Los Roques is a scatter of islands and reefs directly in between Margarita and Aruba and is one of Venezeula's totally undeveloped national parks. It has the most beautiful coloured water we've ever seen anywhere in the world, especially good for windsurfing and snorkling.


Cribby grinning in paradise

"Underwater I realised that amoungst the pink awkwardness of humans, flapping around like a Dali bodge-job of defunct limbs, was a shoal of giant, sleek baracudas, who's silvery length and shape pointed towards huge mouthfuls of crooked teeth. They were hanging around as casual as clouds in the sky, suspended like prize fish trophies, each about four foot long. They were eyeballing us like we were unwanted visitors to an underwater secret saloon bar."

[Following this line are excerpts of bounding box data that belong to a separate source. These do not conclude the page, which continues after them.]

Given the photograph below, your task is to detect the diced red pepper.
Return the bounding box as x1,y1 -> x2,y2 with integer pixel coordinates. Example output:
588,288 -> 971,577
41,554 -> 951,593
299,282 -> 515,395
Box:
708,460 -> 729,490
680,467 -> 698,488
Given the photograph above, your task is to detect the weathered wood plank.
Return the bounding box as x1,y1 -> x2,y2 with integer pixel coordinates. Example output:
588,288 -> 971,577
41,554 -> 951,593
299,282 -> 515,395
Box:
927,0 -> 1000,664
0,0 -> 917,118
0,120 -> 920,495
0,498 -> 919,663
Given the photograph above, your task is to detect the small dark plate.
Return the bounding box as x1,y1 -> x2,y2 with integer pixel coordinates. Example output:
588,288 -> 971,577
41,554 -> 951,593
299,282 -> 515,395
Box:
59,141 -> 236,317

Refreshing shallow reefs and turquoise waters

Small swells from the trade winds of Margarita followed us downwind to Los Roches and crashed helplessly into coral reefs and soft landing sandbars. A waist high wave jacked up to a chest high face then swamped the corals, rushing amoungst them in sandy gullies. There wasn't much size but the power and excitment of wave-riding was all there. The reef tangled colours rushing beneath me in bottom turns, then sucked dry ahead with towers of coral piercing skyward as I cut back. Timing was everything and I was late as usual, sailing too far over the wrong reef at the wrong time into a critical decision position with the reef glistening beneath me.

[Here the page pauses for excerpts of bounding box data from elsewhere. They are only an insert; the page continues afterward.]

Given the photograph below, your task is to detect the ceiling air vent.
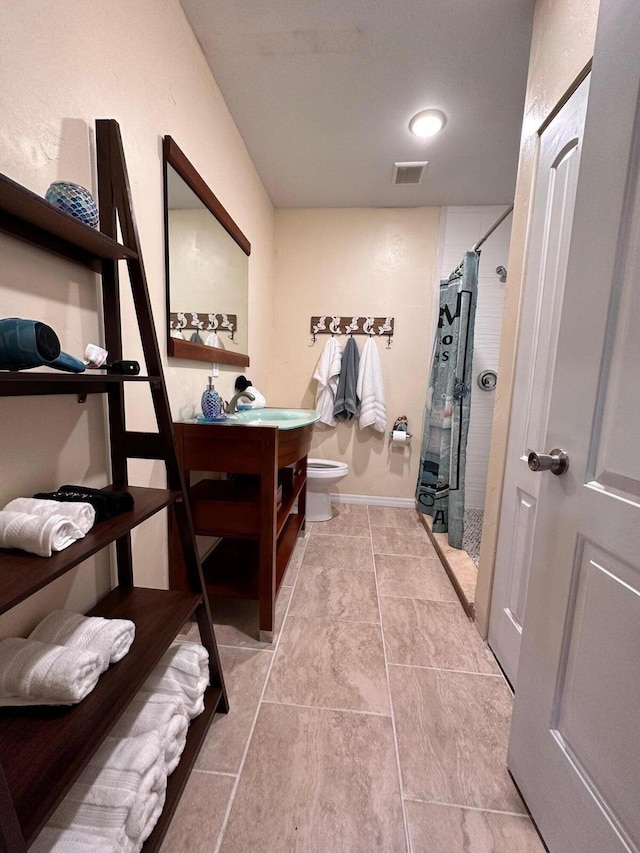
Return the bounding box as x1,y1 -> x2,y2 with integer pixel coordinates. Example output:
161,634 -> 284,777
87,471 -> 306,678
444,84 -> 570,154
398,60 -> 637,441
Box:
393,160 -> 429,184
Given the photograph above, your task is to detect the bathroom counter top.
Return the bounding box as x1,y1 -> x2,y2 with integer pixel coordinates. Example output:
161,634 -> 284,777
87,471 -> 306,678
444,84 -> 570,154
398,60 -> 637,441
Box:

Between my virtualiy naked body and this organic bed of nails is my brand new wave board and about three foot of wave. The wave will disperse into the gullies in the time it takes me to evaluate my situation, the board is my only protection and so I have two choices; trash the board, or trash myself. As a sponsored sailor the decision was so instant it was merely a reaction. With all my power I drove the board forwards, tearing accross the coral as my flesh might have, and kept pushing to prevent a catapult. Then I threw the rig forwards and run accross it to escape to the sand beyond. A perfectly selfish decision.


Small waves of Los Roques

For the whole duration of this mad trip, which at this point was far from finishing, fish had been jumping continuously. Literally everywhere I looked, there had been fish of all kinds soaring infront and alongside, escaping the mysterious clatter of a scuttling windsurfer. At one time some huge fish jumped right infront of me before becoming a shoal of black shadows bolting chaotically between me and the torquise sand below. If a blue whale had jumped or a swordfish shot through my sail, I would hardly have blinked.